Salió al patio y caminó hacia el tanque de agua. Hundió las manos en el fregadero, humedeció el jabón, se frotó. El aire estaba fresco y el agua estaba más fresca aún, pero fingió que no lo notaba hasta que se hubo aseado. Supo que esa frescura no era nada en comparación con lo que vendría a continuación. Se puso bajo la ducha y tendió la mano hacia el cordel. Titubeó, preparándose para el inminente suplicio.
—Oh, tira de una vez —dijo Issib.
Nafai miró hacia la habitación de Issib, quien flotaba en el aire a poca distancia.
—Para ti es fácil decirlo —respondió Nafai.
Issib, siendo tullido, no podía usar la ducha; sus flotadores no debían mojarse. Así que un criado le sacaba los flotadores y lo bañaba todas las noches.
—Eres un flojo para el agua fría —dijo Issib.
—Recuérdame que te eche hielo por la espalda durante la cena.
—Ya que me has despertado con tus temblores y farfulleos…
—No he hecho el menor ruido.
—He decidido acompañarte a la ciudad.
—Bien, bien. Perfecto —dijo Nafai.
—¿Piensas dejar que se seque el jabón? Dará a tu cutis una blancura maravillosa, pero al cabo de unas horas empezará a picarte.
Nafai tiró del cordel.
El agua helada se precipitó desde el tanque. Nafai jadeó espasmódicamente, se agachó, dio media vuelta y giró arrojándose agua en cada recoveco del cuerpo para enjuagarse el jabón. Tenía sólo treinta segundos para limpiarse hasta que cesara la ducha, y si no terminaba en ese tiempo tendría que aguantar el jabón durante todo el día —y la comezón era espantosa, como mil mordeduras de pulga— o aguardar un par de minutos, congelándose el trasero, mientras el tanque grande llenaba el tanque de la ducha. Ninguna de ambas perspectivas resultaba atractiva, así que había aprendido a quedar limpio antes de que se cortara el agua.
—Me encanta presenciar tu pequeña danza —dijo Issib.
—¿Danza?
—Tuerces a la izquierda, te lavas la axila, tuerces a la derecha, te lavas la otra axila, te encorvas y abres las nalgas para enjuagarte el trasero, te echas hacia atrás…
—De acuerdo, entiendo.
—Hablo en serio, es un número maravilloso. Deberías mostrarlo al representante del teatro abierto. O incluso a la orquesta. Podrías ser una estrella.

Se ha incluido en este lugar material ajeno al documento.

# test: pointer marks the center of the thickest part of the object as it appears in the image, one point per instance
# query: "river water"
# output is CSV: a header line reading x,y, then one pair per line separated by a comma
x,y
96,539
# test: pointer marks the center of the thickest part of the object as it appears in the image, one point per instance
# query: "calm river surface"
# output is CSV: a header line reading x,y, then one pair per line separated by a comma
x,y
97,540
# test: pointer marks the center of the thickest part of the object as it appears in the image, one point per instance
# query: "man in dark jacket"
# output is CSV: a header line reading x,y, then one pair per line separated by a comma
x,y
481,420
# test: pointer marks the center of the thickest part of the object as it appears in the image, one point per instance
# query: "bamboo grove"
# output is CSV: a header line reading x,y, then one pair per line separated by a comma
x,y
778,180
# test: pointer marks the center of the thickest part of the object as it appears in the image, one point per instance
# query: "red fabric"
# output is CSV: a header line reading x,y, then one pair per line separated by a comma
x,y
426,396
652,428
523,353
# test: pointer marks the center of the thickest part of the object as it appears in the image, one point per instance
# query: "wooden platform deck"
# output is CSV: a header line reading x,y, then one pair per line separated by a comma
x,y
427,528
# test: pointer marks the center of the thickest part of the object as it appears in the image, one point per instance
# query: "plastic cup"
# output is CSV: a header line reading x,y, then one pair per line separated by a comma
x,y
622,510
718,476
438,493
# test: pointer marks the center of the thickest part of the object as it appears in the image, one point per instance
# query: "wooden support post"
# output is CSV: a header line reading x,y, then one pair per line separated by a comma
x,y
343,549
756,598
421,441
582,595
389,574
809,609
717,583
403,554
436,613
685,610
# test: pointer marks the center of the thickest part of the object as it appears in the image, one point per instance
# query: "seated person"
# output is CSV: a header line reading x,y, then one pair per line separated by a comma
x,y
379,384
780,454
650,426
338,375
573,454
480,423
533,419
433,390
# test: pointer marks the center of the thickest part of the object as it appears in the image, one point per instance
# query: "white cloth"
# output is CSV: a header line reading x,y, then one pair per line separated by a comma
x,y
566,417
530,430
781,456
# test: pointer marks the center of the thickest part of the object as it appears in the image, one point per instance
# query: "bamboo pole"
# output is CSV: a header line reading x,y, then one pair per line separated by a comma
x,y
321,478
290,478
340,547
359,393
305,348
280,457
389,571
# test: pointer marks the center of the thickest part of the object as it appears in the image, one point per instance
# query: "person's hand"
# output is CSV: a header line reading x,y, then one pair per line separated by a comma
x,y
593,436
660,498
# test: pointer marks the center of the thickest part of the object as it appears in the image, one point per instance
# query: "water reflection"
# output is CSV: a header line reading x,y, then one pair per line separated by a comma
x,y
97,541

—Un chico de catorce años bailando desnudo bajo una catarata de agua —rezongó Nafai—. Creo que mostrarían eso en otra clase de teatro.
—¡Pero siempre en Villa de las Muñecas! ¡Tendrías mucho éxito en Villa de las Muñecas!
Nafai ya se había secado todo menos el cabello, que aún estaba frío como la escarcha. Quería correr a su cuarto como cuando era pequeño, mascullando palabras bobas —«uga-buga luga-buga» había sido una de sus predilectas— mientras se ponía la ropa y se frotaba para entibiarse. Pero ahora ya era un hombre, y ni siquiera estaban en invierno, sólo en otoño, así que se obligó a caminar serenamente hacia la habitación. Por eso aún estaba en el patio, desnudo y helado, cuando Elemak cruzó el umbral.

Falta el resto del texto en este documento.